Stoned monkeys, menopausal yogis, video-gaming retirees and insect trading cards are among the stimulus-funded projects in North Carolina that have made the latest list of 100 questionable projects paid for by the American Recovery and Reinvestment Act of 2009.
The report issued today by Republican Senators John McCain of Arizona and Tom Coburn of Oklahoma includes eight dubious projects from this state among 100 selected throughout the country.
"Summertime Blues: 100 Stimulus Projects that Give Taxpayers the Blues" highlights projects that are wasteful, mismanaged or plain worthless in terms of job creation.
All eight projects in this state are associated with university research. Projects cited in other states involved stimulus awards to local governments and private industry as well as academics.
Wake Forest University leads the North Carolina group with three citations, followed by two each for N.C. State University and Duke University.
UNC Charlotte has only one citation, but it merits the dubious honor of being ranked 2nd in the nation as an example of misspent taxpayer dollars.
UNC Charlotte received $762,372 to develop a computerized choreography program "that its creators believe can lead to a YouTube-like 'Dance Tube' online application," the report states.
The project is based on devices attached to dancers that record their movements for analysis.
The report also notes that the administrative overhead for this project is 44 percent.
Coming it at #28 on the list is a Wake Forest University study the report dubs "Monkeys Get High For Science."
The official name of the study is "Effect of Cocaine Self-Administration on Metabotropic Glutamate Systems."
The institution in Winston-Salem received $144,541 for this gem.

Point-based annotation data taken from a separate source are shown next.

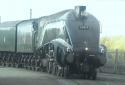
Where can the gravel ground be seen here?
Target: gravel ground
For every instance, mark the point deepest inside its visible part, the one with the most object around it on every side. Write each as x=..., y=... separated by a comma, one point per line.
x=14, y=76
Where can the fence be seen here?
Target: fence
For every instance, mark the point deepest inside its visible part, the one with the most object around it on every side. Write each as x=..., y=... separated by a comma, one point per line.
x=115, y=63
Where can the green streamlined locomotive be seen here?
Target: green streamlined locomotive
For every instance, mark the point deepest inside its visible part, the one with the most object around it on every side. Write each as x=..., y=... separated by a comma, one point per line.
x=64, y=43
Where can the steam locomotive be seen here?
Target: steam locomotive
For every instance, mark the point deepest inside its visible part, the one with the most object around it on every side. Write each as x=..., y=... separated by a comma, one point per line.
x=62, y=44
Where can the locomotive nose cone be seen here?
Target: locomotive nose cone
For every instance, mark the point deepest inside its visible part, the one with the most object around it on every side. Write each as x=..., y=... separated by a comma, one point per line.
x=86, y=48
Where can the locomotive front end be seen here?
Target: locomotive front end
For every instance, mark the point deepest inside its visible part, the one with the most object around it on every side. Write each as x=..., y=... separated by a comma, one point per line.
x=84, y=32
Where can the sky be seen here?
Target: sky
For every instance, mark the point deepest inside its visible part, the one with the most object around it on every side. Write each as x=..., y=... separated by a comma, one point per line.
x=110, y=13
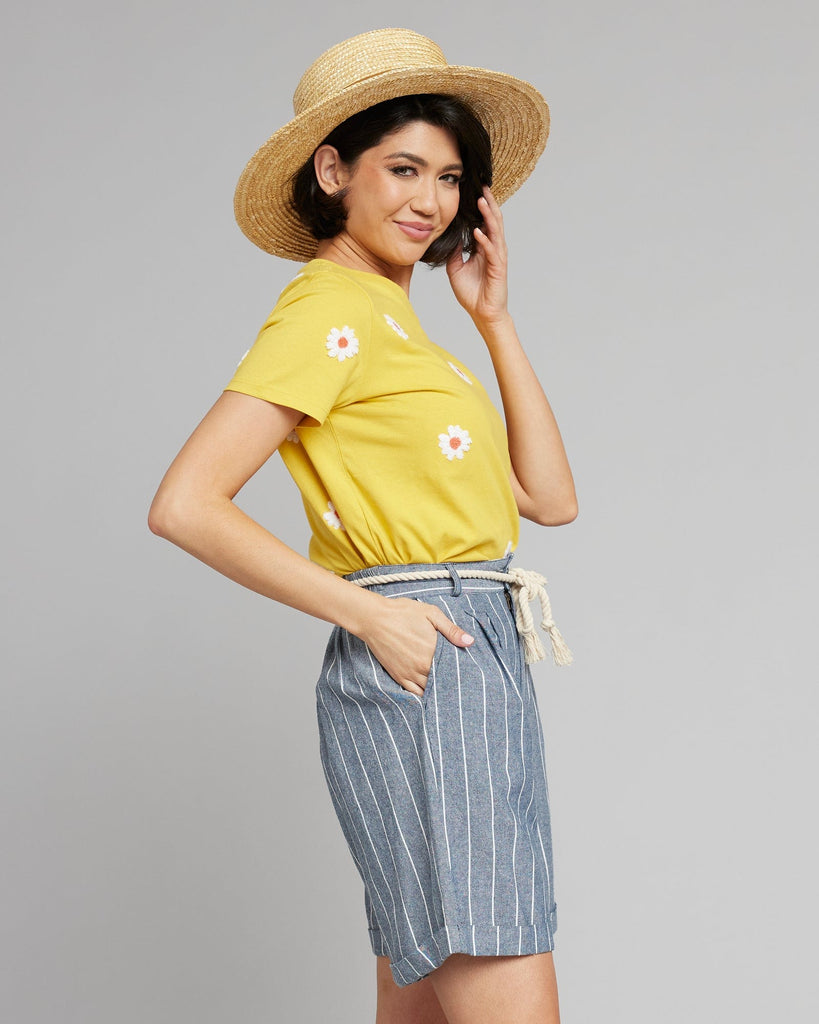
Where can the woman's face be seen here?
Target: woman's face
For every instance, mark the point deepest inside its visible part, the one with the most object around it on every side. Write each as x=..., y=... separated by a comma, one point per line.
x=402, y=195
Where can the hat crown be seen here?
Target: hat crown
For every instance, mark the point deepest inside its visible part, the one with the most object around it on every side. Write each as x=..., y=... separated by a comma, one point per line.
x=378, y=52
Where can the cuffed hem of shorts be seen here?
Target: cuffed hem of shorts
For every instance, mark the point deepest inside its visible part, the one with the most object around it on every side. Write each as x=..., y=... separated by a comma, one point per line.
x=477, y=940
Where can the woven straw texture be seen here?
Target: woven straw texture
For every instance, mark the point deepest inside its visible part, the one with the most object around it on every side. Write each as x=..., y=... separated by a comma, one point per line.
x=357, y=74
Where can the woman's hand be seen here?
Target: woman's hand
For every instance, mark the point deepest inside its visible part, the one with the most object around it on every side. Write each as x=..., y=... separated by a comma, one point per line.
x=480, y=284
x=403, y=635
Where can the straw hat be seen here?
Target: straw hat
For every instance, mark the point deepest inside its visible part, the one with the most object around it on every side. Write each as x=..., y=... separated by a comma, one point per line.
x=357, y=74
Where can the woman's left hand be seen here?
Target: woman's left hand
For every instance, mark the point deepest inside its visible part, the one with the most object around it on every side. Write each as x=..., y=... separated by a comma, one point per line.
x=480, y=284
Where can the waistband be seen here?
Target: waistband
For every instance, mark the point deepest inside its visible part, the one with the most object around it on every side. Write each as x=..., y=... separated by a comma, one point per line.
x=524, y=586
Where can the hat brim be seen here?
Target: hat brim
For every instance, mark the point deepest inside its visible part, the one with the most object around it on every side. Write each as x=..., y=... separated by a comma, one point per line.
x=513, y=112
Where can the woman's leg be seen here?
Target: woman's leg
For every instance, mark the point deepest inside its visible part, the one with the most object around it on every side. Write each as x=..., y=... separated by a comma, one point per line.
x=416, y=1004
x=497, y=989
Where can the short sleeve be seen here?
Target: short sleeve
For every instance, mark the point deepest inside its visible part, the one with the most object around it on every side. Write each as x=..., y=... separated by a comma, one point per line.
x=308, y=354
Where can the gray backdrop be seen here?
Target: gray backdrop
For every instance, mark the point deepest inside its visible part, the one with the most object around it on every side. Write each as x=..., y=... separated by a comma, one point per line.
x=170, y=852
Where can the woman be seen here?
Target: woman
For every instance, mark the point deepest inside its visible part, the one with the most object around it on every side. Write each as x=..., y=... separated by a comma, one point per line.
x=430, y=735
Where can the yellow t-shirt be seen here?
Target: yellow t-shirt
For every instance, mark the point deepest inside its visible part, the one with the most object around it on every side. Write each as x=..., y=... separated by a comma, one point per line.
x=401, y=457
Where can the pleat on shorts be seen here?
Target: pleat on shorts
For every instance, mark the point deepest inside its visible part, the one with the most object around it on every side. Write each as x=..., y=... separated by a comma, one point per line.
x=442, y=799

A university spokesman defended the importance of the research and told the compilers of "Summertime Blues" that with regard to job creation, "it's actually a continuation of a job that might not still be there if it hadn't been fort the stimulus funding. And it's a good job."
Wake Forest also takes the #38 slot with its research into the beneficial effects of yoga for reducing menopausal hot flashes. The stimulus contributed nearly $300,000 for this inquiry that will involve 60 post-menopausal women.

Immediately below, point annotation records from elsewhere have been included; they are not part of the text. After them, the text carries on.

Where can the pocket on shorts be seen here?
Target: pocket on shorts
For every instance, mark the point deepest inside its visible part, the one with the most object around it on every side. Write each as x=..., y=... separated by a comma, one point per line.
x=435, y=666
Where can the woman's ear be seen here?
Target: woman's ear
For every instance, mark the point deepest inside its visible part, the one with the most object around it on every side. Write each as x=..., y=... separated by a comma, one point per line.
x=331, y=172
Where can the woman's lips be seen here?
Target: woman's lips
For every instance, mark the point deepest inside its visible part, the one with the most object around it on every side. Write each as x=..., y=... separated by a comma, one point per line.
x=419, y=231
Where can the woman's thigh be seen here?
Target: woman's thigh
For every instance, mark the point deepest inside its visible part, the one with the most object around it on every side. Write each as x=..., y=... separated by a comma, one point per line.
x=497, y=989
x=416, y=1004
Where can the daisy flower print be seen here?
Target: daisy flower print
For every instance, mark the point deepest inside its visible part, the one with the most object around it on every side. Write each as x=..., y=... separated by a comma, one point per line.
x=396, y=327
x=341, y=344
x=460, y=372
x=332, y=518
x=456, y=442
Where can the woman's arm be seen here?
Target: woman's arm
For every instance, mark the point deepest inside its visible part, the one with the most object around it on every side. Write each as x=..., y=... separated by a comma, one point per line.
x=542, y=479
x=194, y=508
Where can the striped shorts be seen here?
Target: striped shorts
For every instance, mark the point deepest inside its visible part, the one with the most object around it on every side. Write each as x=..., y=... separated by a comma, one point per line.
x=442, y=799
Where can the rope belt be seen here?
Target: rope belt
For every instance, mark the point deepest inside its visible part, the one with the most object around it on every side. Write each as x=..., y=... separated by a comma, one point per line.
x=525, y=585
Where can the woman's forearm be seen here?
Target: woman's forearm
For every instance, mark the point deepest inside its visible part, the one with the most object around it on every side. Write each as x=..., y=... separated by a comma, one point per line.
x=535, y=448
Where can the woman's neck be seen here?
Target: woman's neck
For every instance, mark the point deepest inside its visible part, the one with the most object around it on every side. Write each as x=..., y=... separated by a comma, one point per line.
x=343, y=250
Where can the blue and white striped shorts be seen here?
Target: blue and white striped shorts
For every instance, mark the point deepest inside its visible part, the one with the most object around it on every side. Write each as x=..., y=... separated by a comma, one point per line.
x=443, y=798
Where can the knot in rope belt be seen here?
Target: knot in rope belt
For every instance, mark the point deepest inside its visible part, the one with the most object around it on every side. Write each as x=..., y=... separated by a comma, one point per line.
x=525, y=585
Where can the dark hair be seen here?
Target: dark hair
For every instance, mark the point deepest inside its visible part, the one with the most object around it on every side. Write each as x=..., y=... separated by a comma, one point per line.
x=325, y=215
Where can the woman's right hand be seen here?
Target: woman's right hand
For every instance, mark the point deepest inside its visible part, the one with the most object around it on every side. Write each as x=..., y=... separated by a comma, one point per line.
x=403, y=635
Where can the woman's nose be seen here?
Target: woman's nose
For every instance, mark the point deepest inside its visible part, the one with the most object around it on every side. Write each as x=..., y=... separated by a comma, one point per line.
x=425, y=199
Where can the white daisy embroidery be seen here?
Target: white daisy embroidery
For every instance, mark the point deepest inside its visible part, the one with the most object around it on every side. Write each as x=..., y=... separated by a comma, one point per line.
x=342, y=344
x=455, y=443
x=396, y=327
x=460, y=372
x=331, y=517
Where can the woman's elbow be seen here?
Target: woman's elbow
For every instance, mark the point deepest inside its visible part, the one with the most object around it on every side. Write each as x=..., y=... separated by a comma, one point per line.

N.C. State received $770,856 from the National Science Foundation to research how video games such as Nintendo Wii's Boom Blox can help improve the mental health of the elderly.
This study, ranked #39, is being jointly conducted with the Georgia Institute of Technology.
"One of our main goals is to produce guidelines for producing games for older adults," the overseers of the study said.
Duke University ranks #41 with $498,176 stimulus grant to investigate new approaches for improving privacy and functionality of social networking sites like Facebook and MySpace.
The National Science Foundation, which awarded the stimulus money, noted the research merits nearly half-a-million dollars because it will pose significant engineering challenges.
N.C. State received $253,123 to devise outreach efforts for its insect museum in Raleigh, a facility that had only 44 visitors last year.
The insect museum used some of the money to buy furniture and computer equipment, the report states.
It's also using the money to create an "Insect of the Week" feature on its web site and plans to design trading cards featuring the state's native insects.
This effort merited a #68 ranking on the list.
And finally, at #69, Wake Forest University was awarded $266,505 to continue its science education workshops for journalists.
Some of the other projects across the nation are also worth mentioning here. They include $1.9 million to the California Academy of Sciences to study ants in the Southwest Indian Ocean Islands and east Africa (#6), $497,893 to the American Legacy Foundation in the nation's capital to award taxpayer-funded smart phones to smokers who give up tobacco (#21), $199,862 to Pacific Environment, a San Francisco nonprofit, to aid Siberians in lobbying Russian policymakers (#23), $712,883 to Northwestern University to create artificial intelligence that will generate a "comedic performance agent" (#36), along with stimulus grants to promote stimulus grants and study the impact of stimulus grants.